Emory Report

June 1, 1999

 Volume 51, No. 32

Academic Duty

Donald Kennedy, Harvard University Press

reviewed by Bill Chace

Anyone searching for a first-rate guide into the world of higher education in this country will want to read this book and study its intelligent, well-reasoned and admirably lucid examination of the central issues now defining the American university.

Written by the former president of Stanford University, Academic Duty is without peer as a comprehensive treatment of both the virtues of the modern academy and the ills that plague it. Its only rival, Henry Rosovky's The University: An Owner's Manual (1991), is focused on Harvard to the exclusion of all other major American universities and suffers, as a result, from provincialism. Kennedy's book, on the other hand, uses Stanford only as the local means to scrutinize, in 10 well-constructed chapters, the basic conflicts and tensions that animate what is done on his campus, on this campus and what others like us elsewhere on other campuses do.
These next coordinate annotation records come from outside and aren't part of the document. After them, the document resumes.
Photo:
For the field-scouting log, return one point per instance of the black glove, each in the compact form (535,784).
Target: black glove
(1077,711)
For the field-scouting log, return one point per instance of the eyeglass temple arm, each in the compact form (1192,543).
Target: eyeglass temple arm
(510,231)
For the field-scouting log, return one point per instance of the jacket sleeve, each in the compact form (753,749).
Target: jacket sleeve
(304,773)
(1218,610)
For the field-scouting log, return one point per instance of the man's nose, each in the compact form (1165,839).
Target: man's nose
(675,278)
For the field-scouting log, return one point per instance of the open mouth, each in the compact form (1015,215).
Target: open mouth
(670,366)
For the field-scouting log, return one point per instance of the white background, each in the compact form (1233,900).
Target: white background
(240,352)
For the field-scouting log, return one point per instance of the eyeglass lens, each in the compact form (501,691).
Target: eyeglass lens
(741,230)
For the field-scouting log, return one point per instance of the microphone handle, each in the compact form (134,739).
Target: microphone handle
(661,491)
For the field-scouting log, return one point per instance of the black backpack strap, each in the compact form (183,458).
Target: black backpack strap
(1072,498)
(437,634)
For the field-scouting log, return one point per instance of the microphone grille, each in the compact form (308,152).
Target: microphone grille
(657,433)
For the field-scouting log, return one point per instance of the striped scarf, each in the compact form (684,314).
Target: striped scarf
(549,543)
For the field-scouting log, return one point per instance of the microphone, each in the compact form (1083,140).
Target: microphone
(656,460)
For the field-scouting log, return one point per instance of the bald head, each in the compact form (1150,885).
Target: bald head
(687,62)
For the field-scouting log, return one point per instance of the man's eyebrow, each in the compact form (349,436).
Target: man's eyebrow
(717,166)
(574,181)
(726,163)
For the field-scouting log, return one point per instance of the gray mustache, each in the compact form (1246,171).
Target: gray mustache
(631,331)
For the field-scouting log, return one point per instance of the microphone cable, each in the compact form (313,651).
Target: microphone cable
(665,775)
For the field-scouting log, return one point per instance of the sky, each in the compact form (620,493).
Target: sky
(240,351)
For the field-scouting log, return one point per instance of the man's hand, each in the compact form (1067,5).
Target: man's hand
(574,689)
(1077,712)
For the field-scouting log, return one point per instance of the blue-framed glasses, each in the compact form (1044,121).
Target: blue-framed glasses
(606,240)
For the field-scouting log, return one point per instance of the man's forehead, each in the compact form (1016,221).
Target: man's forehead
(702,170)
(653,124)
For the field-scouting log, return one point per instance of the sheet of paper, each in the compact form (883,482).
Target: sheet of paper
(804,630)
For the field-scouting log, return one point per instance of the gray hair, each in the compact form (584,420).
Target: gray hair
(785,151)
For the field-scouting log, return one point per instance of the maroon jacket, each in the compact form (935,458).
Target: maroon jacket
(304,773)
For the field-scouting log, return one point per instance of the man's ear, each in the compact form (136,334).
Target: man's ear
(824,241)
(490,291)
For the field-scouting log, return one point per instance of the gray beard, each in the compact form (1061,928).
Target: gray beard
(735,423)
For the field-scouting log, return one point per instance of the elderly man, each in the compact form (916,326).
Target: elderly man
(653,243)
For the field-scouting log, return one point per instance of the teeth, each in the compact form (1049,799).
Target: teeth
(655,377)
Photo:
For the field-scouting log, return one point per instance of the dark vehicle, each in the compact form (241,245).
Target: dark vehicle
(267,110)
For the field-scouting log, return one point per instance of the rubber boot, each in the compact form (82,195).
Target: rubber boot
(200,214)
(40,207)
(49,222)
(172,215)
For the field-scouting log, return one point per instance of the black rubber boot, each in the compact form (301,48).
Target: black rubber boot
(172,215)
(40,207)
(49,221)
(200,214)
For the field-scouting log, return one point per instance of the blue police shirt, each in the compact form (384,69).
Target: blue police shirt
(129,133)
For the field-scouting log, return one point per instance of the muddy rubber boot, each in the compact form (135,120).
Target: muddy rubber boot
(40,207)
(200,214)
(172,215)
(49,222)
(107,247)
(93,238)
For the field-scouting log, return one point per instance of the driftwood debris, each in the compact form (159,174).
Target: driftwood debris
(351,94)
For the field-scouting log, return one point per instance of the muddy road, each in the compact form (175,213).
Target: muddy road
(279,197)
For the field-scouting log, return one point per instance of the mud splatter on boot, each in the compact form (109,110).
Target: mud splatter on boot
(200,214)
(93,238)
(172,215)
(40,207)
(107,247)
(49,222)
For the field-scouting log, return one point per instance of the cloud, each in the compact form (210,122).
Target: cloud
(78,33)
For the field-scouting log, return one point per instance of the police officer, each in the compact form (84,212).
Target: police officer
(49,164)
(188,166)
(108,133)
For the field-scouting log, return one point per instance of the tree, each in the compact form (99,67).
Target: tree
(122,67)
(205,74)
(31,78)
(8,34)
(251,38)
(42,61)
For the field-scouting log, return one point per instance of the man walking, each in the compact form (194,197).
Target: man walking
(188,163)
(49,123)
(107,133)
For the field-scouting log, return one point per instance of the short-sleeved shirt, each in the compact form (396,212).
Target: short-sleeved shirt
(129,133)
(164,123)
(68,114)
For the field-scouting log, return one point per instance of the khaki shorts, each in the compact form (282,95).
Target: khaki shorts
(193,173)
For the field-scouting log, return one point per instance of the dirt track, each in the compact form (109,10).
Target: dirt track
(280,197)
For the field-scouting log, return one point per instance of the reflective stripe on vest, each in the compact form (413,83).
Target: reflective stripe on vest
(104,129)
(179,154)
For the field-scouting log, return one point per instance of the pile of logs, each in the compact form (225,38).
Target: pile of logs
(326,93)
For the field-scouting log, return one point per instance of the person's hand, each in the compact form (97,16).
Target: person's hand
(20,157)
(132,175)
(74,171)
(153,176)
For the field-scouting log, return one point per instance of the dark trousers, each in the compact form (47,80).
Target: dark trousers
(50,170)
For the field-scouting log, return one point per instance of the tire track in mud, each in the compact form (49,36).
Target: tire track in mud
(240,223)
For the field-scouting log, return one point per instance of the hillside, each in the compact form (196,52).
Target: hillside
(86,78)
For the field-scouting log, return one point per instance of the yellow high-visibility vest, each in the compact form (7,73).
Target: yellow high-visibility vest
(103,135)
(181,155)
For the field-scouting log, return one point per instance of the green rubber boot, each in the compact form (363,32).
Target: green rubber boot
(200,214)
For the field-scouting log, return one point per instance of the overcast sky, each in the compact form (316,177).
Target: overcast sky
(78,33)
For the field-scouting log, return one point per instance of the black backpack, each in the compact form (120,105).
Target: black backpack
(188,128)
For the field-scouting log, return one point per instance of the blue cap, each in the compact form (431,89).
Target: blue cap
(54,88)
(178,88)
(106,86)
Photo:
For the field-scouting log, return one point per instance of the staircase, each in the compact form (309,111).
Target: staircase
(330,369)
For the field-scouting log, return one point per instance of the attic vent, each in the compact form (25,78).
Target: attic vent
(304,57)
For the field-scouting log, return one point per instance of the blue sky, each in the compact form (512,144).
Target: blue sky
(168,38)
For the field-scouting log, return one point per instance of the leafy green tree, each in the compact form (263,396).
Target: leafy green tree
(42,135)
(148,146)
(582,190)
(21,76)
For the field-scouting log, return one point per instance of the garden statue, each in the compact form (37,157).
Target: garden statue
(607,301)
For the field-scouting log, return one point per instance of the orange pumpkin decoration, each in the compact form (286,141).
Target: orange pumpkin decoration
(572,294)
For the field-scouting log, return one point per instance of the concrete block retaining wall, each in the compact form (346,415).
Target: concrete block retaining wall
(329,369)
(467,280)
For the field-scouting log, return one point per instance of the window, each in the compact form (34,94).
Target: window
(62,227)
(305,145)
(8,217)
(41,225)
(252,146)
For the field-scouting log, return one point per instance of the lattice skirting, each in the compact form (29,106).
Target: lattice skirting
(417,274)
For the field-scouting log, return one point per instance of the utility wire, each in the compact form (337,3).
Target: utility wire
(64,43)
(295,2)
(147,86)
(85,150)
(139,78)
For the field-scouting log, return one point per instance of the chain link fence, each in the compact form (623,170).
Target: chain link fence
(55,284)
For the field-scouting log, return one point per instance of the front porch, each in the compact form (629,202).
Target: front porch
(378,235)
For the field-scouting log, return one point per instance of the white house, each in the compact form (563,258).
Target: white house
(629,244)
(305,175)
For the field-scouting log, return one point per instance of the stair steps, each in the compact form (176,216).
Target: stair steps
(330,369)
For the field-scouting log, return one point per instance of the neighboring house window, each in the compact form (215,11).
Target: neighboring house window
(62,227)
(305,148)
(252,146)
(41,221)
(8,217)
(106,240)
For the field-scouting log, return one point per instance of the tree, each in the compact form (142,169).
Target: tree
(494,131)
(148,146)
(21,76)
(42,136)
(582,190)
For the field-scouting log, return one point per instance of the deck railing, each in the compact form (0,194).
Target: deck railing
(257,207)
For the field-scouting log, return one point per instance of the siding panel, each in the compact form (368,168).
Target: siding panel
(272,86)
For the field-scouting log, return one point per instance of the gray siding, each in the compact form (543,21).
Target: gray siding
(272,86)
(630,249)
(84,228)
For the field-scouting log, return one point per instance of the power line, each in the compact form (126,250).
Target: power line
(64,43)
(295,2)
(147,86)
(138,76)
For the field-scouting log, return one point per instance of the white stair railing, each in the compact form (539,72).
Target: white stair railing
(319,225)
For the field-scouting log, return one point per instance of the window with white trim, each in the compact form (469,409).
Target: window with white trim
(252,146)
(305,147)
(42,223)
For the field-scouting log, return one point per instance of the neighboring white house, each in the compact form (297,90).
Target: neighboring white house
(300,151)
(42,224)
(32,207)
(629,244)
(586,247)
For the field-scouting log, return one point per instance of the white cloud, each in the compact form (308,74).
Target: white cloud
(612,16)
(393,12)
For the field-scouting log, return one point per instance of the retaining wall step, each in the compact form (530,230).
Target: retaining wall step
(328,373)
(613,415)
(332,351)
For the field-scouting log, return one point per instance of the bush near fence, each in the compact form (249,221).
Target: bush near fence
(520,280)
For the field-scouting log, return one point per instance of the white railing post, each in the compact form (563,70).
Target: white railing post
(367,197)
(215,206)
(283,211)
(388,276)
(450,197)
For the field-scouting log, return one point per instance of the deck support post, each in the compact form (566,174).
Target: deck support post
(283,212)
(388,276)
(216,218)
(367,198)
The book moves easily through the landscape-teaching, mentoring, publishing, gaining external funding, engaging in extramural activities, serving the university itself-that is the terrain we all know so well. But rarely has that landscape been seen so clearly, or with such attentiveness to its finer detail, its hidden ironies and its complexities. Kennedy knows that it is not enough simply to extol the many virtues of the American university. He therefore draws our attention to the kinds of attacks our critics make: "Tuitions are too high; racial tension is leading to segregation; faculty aren't paying attention to undergraduates; universities and colleges are loosely managed, soft on sexual harassment and unable to deal with what appears to be an epidemic of research misconduct; athletic scandals and campus drinking are out of hand; political correctness is an epidemic. And that's just the short list."

To each of these familiar criticisms he makes rejoinders that are fair, knowing that each reproach has gained its currency by being at least half plausible. His answers draw from his own experience in both defending a great university and knowing that such a place will forever appear alien to even the most intelligent outsiders. "Universities," he says, "are societies without rules. They nevertheless perform rather well, but much of what goes on behind the walls is deeply mysterious to the outside. The missing information amounts to a lesion in accountability, which I think has much to do with the rising chorus of national discontent with higher education. The best remedy is sympathetic understanding."

That understanding pervades this book. But the book is also infused with the conviction that professors must, all of them, come to terms with the fact that their calling compels them to respect two central realities: the freedom to pursue truth, wherever it leads, and the responsibility to render service to standing constituencies-students, departments, committees, one's peers and the public. Academic Duty is therefore both the title of the book and the implied injunction present everywhere in it. Kennedy again and again returns to the subject of the responsibilities of the professoriate and the academic administrations representing it.

His answers are clear: students must be better served, for the future of the university "must entail putting students and their needs first"; universities must learn how to serve generations of students other than the typical post-adolescent; every campus must embrace the reality of demographic change in the world and in this country and must establish a stronger international profile; interdisciplinary scholarship must be welcomed precisely to the degree that it is rigorous, because in the long run such activity has been the historical generator of much of what gives scholarly life its animation; and universities must not fail to "exercise intellectual leadership in the areas that a thoughtful public believes to be important." Kennedy asks for a stronger attachment between the academy and that thoughtful public. His book serves as one sturdy link in that attachment.